Synchronizing MongoDB server data to an IndexedDB local store

Synchronizing MongoDB server data to an IndexedDB local store - javascript

I'm trying to evaluate using IndexedDB to solve the offline issue. It would be populated with data currently stored in a MongoDB database (as is).
Once data is stored in IndexedDB, it may be changed on the MongoDB server and I need to propagate those changes. Is there any existing framework or Library to do somehting like this for Mongo. I already know about CouchDB/PouchDB and am not exploring those two.

[Sync solution for 2021]
I know the question asked was for MongoDB specifically, but since this is an old thread I thought readers might be looking for other solutions for new apps or rebuilds.
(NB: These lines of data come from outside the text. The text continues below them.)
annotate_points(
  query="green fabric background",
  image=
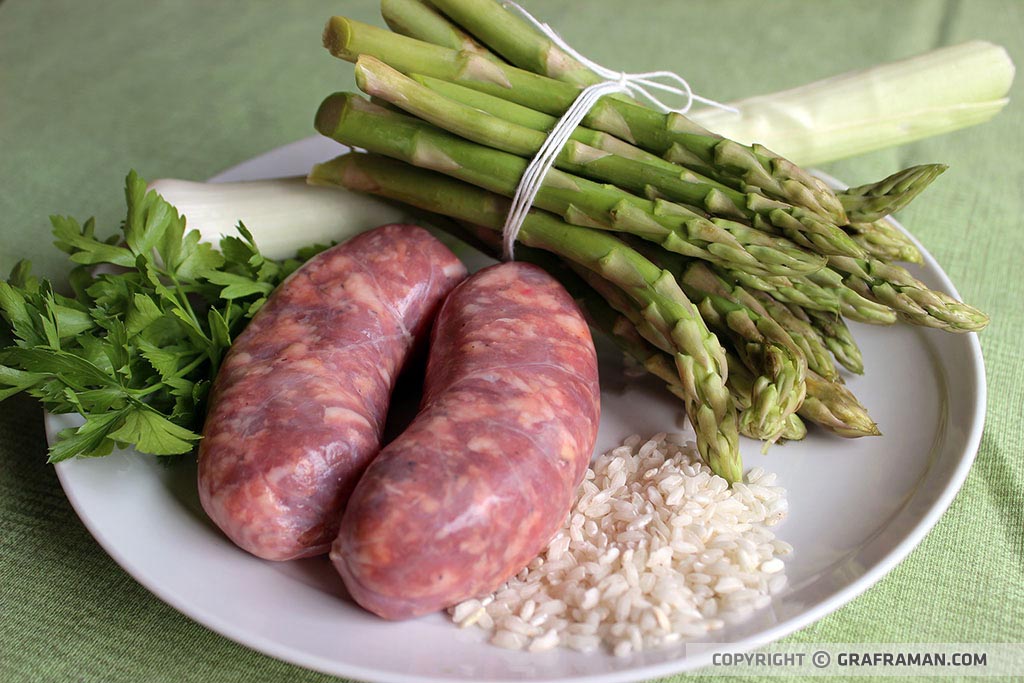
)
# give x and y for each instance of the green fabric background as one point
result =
(187, 88)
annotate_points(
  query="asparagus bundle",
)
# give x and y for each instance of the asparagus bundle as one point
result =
(720, 267)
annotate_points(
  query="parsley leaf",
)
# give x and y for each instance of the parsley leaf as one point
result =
(134, 349)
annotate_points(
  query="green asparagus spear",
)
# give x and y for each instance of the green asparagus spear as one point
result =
(698, 357)
(762, 344)
(803, 334)
(837, 338)
(674, 135)
(526, 48)
(516, 41)
(871, 202)
(741, 383)
(611, 312)
(833, 406)
(826, 293)
(351, 120)
(911, 299)
(882, 241)
(379, 80)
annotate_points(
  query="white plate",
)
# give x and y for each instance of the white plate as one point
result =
(857, 508)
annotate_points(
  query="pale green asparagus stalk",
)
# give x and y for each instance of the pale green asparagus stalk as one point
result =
(872, 109)
(523, 116)
(351, 120)
(698, 357)
(417, 18)
(379, 80)
(673, 135)
(515, 40)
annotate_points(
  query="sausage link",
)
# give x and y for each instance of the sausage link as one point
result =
(300, 400)
(484, 475)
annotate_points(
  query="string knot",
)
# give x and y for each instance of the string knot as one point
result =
(640, 86)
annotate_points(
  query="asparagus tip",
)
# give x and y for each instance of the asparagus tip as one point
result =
(336, 36)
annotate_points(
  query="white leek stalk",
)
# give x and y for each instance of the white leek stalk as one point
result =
(283, 214)
(885, 105)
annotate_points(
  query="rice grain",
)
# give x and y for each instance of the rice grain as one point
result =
(656, 549)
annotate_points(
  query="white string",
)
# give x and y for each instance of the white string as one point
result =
(637, 85)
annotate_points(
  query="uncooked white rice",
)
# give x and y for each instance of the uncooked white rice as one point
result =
(656, 549)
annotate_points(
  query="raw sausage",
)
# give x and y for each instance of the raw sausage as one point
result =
(485, 473)
(300, 400)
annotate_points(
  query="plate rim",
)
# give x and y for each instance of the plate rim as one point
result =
(911, 539)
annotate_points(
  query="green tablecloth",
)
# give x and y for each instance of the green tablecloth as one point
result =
(186, 88)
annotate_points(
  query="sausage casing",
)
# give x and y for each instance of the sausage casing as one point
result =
(485, 473)
(299, 403)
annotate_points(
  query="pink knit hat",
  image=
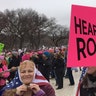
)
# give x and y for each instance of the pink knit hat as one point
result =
(1, 57)
(26, 57)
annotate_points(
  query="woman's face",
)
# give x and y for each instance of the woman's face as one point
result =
(27, 73)
(91, 70)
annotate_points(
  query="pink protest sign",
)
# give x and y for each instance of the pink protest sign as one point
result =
(82, 37)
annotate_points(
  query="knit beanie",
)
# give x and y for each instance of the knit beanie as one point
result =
(47, 54)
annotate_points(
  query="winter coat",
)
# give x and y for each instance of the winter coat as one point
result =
(5, 75)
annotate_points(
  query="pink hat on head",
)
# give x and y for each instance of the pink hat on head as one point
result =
(26, 57)
(1, 57)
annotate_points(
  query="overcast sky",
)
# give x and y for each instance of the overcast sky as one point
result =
(59, 9)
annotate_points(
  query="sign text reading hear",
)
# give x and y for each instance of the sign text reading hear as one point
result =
(83, 27)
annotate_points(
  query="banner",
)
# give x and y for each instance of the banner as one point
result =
(82, 37)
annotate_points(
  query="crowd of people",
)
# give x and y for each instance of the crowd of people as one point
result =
(29, 73)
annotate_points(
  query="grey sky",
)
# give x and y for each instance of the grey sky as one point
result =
(60, 9)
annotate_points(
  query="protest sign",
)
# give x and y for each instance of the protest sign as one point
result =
(82, 37)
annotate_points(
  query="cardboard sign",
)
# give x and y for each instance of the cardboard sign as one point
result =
(82, 37)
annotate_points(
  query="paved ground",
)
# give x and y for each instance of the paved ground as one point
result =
(67, 90)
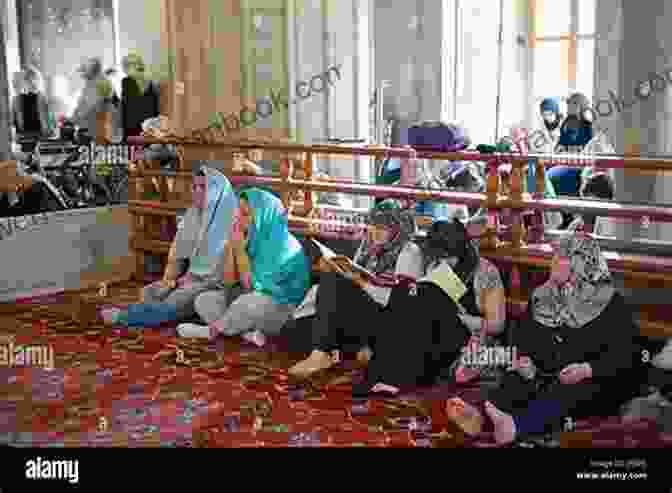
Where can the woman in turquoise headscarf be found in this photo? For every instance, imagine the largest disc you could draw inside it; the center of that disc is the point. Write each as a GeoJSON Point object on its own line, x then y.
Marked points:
{"type": "Point", "coordinates": [267, 274]}
{"type": "Point", "coordinates": [200, 242]}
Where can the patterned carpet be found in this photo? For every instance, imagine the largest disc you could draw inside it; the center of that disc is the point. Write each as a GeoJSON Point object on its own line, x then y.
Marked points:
{"type": "Point", "coordinates": [132, 389]}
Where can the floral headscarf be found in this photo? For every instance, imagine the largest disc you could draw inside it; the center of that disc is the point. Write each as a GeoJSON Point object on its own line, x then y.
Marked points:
{"type": "Point", "coordinates": [401, 223]}
{"type": "Point", "coordinates": [585, 296]}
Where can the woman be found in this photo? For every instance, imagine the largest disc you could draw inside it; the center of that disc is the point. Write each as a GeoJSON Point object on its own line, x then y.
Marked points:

I can really recommend to check out AceBase because it does exactly what you were looking for back then.
AceBase is a free and open source realtime database that enables easy storage and synchronization between browser and server databases. It uses IndexedDB in the browser, its own binary db / SQL Server / SQLite storage on the server. Offline edits are synced upon reconnect and clients are notified of remote database changes in realtime through a websocket (FAST!).
On top of this, AceBase has a unique feature called "live data proxies" that allow you to have all changes to in-memory objects to be persisted and synced to local and server databases, and remote changes to automatically update your in-memory objects. This means you can forget about database coding altogether, and code as if you're only using local objects. No matter whether you're online or offline.
The following example shows how to create a local IndexedDB database in the browser, how to connect to a remote database server that syncs with the local database, and how to create a live data proxy that eliminates further database coding. AceBase supports authentication and authorization as well, but I left it out for simplicity.
const { AceBaseClient } = require('acebase-client');
const { AceBase } = require('acebase');
// Create local database with IndexedDB storage:
const cacheDb = AceBase.WithIndexedDB('mydb-local');
// Connect to server database, use local db for offline storage:
const db = new AceBaseClient({ dbname: 'mydb', host: 'db.myproject.com', port: 443, https: true, cache: { db: cacheDb } });
// Wait for remote database to be connected, or ready to use when offline:
db.ready(async () => {
// Create live data proxy for a chat:
const emptyChat = { title: 'New chat', messages: {} };
const proxy = await db.ref('chats/chatid1').proxy(emptyChat); // Use emptyChat if chat node doesn't exist
// Get object reference containing live data:
const chat = proxy.value;
// Update chat's properties to save to local database,
// sync to server AND all other clients monitoring this chat in realtime:
chat.title = `Changing the title`;
chat.messages.push({
from: 'ewout',
sent: new Date(),
text: `Sending a message that is stored in the database and synced automatically was never this easy!` +
`This message might have been sent while we were offline. Who knows!`
});
// To monitor and handle realtime changes to the chat:
chat.onChanged((val, prev, isRemoteChange, context) => {
if (val.title !== prev.title) {
alert(`Chat title changed to ${val.title} by ${isRemoteChange ? 'us' : 'someone else'}`);
}
});
});
For more examples and documentation, see AceBase realtime database engine at npmjs.com

Open up a changeStream with the resumeToken. There's no guarantee of causal consistency however since we're talking multiple disparate databases.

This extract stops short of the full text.